Embedded IoT Protocols Guide: Transport Protocols
by Exosite, on February 9, 2016
Following last week's post, Featured IoT Protocols Guide: Part I, this week we cover the second protocol to consider during your IoT solution development. Following the internet protocol, the next layer in the stack is the transport layer. This layer is important to consider when creating your IoT strategy because it provides the common features that all higher-level protocols need. This prevents the need to re-implement these features over and over in each application protocol. This section contains a brief explanation of the User Datagram Protocol (UDP) and the Transmission Control Protocol (TCP) transport protocols. Although a transport protocol is usually never a direct requirement, the background information below provides an understanding of the trade-offs between UDP and TCP when selecting between the application protocols and leverage them.
UDP
UDP is the most basic transport protocol and provides just two features on top of IP. The first is data integrity that, through the use of check-sums, ensures that the received data is the same as the data that was sent. The second application muxing that, through the use of port numbers, allows the network stack to direct individual packets back to the application, or subsystem in an IoT product deployment, that requested them.
This relative lack of features makes UDP incredibly simply to implement on top of IP, adding basically no hardware requirements to the application. How ever, it does lack some features that IoT applications are very likely to need, which the higher -level protocols will need to make up for.
TCP
TCP is UDP's big brother. At a high level, it provides reliable delivery of streams of data. It ensures that data is delivered exactly as it was sent and in the order it was sent. It also automatically re-requests any data that was lost or corrupted in transport, in addition to many more subtle features.

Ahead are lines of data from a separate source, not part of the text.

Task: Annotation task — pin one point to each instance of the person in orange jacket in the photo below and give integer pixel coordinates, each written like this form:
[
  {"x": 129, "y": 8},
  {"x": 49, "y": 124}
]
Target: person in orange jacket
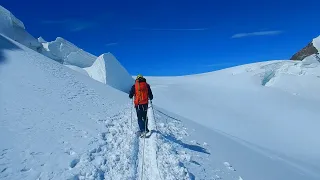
[{"x": 142, "y": 93}]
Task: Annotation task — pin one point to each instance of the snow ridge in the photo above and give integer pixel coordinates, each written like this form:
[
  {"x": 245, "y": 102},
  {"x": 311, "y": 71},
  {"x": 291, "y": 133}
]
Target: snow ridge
[
  {"x": 65, "y": 52},
  {"x": 13, "y": 28},
  {"x": 108, "y": 70}
]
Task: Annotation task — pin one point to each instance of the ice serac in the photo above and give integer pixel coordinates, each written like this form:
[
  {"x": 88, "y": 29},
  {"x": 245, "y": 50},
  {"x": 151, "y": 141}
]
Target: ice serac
[
  {"x": 108, "y": 70},
  {"x": 316, "y": 43},
  {"x": 65, "y": 52},
  {"x": 13, "y": 28}
]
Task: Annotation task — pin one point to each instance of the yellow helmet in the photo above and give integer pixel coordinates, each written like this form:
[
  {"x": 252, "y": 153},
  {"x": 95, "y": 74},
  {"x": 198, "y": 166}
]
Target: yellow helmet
[{"x": 139, "y": 76}]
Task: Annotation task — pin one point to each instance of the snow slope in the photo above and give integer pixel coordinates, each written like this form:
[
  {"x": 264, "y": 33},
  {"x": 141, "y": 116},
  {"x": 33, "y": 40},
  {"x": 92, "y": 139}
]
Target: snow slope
[
  {"x": 67, "y": 53},
  {"x": 316, "y": 43},
  {"x": 271, "y": 105},
  {"x": 108, "y": 70},
  {"x": 59, "y": 124},
  {"x": 14, "y": 28}
]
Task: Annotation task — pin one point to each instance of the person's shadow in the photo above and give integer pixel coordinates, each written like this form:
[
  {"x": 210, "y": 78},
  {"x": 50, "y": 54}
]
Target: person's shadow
[{"x": 184, "y": 145}]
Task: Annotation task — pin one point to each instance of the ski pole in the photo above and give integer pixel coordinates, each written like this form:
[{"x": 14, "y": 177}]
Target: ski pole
[
  {"x": 154, "y": 117},
  {"x": 131, "y": 113}
]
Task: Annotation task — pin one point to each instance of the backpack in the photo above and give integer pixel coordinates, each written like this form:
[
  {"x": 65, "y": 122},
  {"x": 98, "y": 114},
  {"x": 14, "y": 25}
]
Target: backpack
[{"x": 141, "y": 93}]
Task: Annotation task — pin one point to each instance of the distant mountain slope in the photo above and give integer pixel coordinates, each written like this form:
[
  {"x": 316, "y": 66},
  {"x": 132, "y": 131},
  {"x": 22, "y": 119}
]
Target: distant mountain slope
[
  {"x": 12, "y": 27},
  {"x": 273, "y": 105},
  {"x": 67, "y": 53}
]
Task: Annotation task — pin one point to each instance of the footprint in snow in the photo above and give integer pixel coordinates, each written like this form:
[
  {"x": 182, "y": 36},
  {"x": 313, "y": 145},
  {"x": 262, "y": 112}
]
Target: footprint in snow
[{"x": 228, "y": 165}]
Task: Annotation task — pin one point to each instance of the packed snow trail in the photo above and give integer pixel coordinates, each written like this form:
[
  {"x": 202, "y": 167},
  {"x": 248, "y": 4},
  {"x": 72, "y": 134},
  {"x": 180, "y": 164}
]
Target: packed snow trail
[{"x": 148, "y": 167}]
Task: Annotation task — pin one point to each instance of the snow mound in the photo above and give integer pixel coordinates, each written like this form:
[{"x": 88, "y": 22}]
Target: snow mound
[
  {"x": 316, "y": 43},
  {"x": 76, "y": 68},
  {"x": 13, "y": 28},
  {"x": 108, "y": 70},
  {"x": 65, "y": 52}
]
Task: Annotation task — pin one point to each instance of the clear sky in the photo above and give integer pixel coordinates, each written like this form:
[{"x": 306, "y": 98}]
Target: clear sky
[{"x": 171, "y": 37}]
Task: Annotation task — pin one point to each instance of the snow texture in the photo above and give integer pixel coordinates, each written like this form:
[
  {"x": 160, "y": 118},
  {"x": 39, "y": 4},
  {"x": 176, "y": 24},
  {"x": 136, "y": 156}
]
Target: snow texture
[
  {"x": 78, "y": 69},
  {"x": 67, "y": 53},
  {"x": 59, "y": 124},
  {"x": 12, "y": 27},
  {"x": 108, "y": 70},
  {"x": 270, "y": 105},
  {"x": 316, "y": 43},
  {"x": 255, "y": 121}
]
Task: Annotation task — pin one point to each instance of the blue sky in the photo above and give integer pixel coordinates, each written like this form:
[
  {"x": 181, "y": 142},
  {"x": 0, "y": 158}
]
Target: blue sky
[{"x": 171, "y": 37}]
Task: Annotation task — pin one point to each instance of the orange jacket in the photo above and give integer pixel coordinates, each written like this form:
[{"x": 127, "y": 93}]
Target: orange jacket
[{"x": 141, "y": 92}]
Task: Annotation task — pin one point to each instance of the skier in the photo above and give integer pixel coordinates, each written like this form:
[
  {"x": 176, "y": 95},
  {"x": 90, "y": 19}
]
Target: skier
[{"x": 142, "y": 92}]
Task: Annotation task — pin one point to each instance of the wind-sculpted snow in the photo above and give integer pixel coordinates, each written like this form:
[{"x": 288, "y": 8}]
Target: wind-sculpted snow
[
  {"x": 108, "y": 70},
  {"x": 12, "y": 27},
  {"x": 67, "y": 53},
  {"x": 271, "y": 104},
  {"x": 58, "y": 124}
]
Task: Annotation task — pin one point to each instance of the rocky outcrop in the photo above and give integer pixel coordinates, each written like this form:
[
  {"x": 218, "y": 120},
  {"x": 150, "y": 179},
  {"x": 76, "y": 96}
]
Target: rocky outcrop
[{"x": 305, "y": 52}]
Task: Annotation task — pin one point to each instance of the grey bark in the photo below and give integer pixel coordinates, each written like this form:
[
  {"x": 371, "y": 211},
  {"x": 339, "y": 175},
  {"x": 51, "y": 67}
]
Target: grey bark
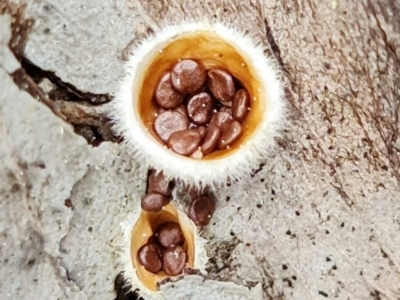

A TCP stack is much more complicated than UDP to implement and will require more hardware resources to use. However, this burden is often acceptable, as many applications will require some of the features that TCP provides. With the increasing availability of more powerful hardware to lower costs, the burden of TCP's additional features that are not required in a particular application are becoming less of a factor. There are even hardware network interfaces that include a full TCP stack, offloading all of the transport-level requirements from host devices.